Stadtteilkino erneuert

Außen scheinbar unverändert, doch innen drin hat das Blankeneser Kino eine Rundumerneuerung erhalten. Grund zur Freunde für die Betreiber Lydia Matern-Jansen und Hans-Peter Jansen. Im Hintergrund die neue Bar ganz in Rot.

Blankeneser Kino: Nach der Digitalisierung nun die Renovierung.

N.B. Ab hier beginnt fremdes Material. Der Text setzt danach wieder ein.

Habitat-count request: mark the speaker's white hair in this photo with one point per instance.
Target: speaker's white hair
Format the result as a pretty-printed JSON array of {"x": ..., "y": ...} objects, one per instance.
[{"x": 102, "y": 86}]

Von Reinhard Schwarz. Frischzellenkur für das Blankeneser Kino: das Lichtspieltheater in der Bahnhofstraße feierte am Freitag Neueröffnung nach einer dreiwöchigen Umbaupause. Zur Feier des Tages war der Eintritt frei. Am Tresen der neu eingerichteten Bar sowie vor dem Kino stießen zahlreiche Gäste auf das Ereignis an. Anschließend gab es eine Preview, also eine Vorabpremiere, für die deutsch-kanadische Produktion „Hectors Reise - oder die Suche nach dem Glück“ und den englischen Film „Dido Elisabeth Belle“.
„Die beiden Kinosäle wurden komplett mit neuen, bequemeren Sitzplätzen ausgestattet, und auch die Beleuchtung wurde erneuert“, erläutert Mitinhaberin Lydia Matern-Jansen. Die Anzahl der Plätze in den beiden Kinosälen wurde von bisher 98 auf 91 reduziert. „Der Sitzkomfort für die Kinobesucher wurde verbessert, zudem wurden die hinteren zwei Reihen als Logenplätze hergerichtet.“ Das heißt: Auch Zwei-Meter-Menschen können sich nun bequem auf den Plätzen räkeln.
Auch das schmale Foyer wurde neu gestaltet, es beherbergt jetzt eine kleine Bar. „Als vorherrschenden Farbton haben wir Rot verwendet, die Wände sind neu verputzt worden, alles wirkt nun viel heller und freundlicher“, so Matern-Jansen.
Möglich wurde die Renovierungsaktion, weil der Pachtvertrag um weitere Jahre verlängert wurde. Das gab Planungssicherheit. Schon im vergangenen Jahr hatten die Eigentümer, Hans-Peter Jansen und Lydia Matern-Jansen, die Projektionstechnik von Zelluloid auf Digitaltechnik umgestellt. Matern-Jansen: „Das Bild auf der Leinwand ist dadurch wesentlich besser und klarer geworden.“
Blankeneser Kino, Blankeneser Bahnhofstraße 4 (Ecke Am Kiekeberg); Reservierungen unter Tel 86 24 21 eine halbe Stunde vor Beginn der ersten Vorstellung oder unter www.blankeneserkino.de im Internet. Dort findet sich auch die monatliche Vorschau auf das Programm.

94 Jahre Kinotradition
Die Geschichte des Blankeneser Kinos reicht weit in die 20er Jahre des letzten Jahrhunderts zurück. 1920 wurde dort die „Schauburg Blankenese“ eröffnet. 1935 wurde der Kinosaal auf 400 Plätze erweitert, das Kino als „Blankeneser Lichtspiele“ neu eröffnet. Nach dem Zweiten Weltkrieg wurde das Kino von den englischen Besatzern genutzt und war erst ab 1952 für die deutsche Bevölkerung wieder zugänglich. 1983 wurde das Kino renoviert und umgebaut. Es entstanden zwei Säle mit jeweils 98 Plätzen. 1999 übernahmen die jetzigen Betreiber das Blankeneser Kino.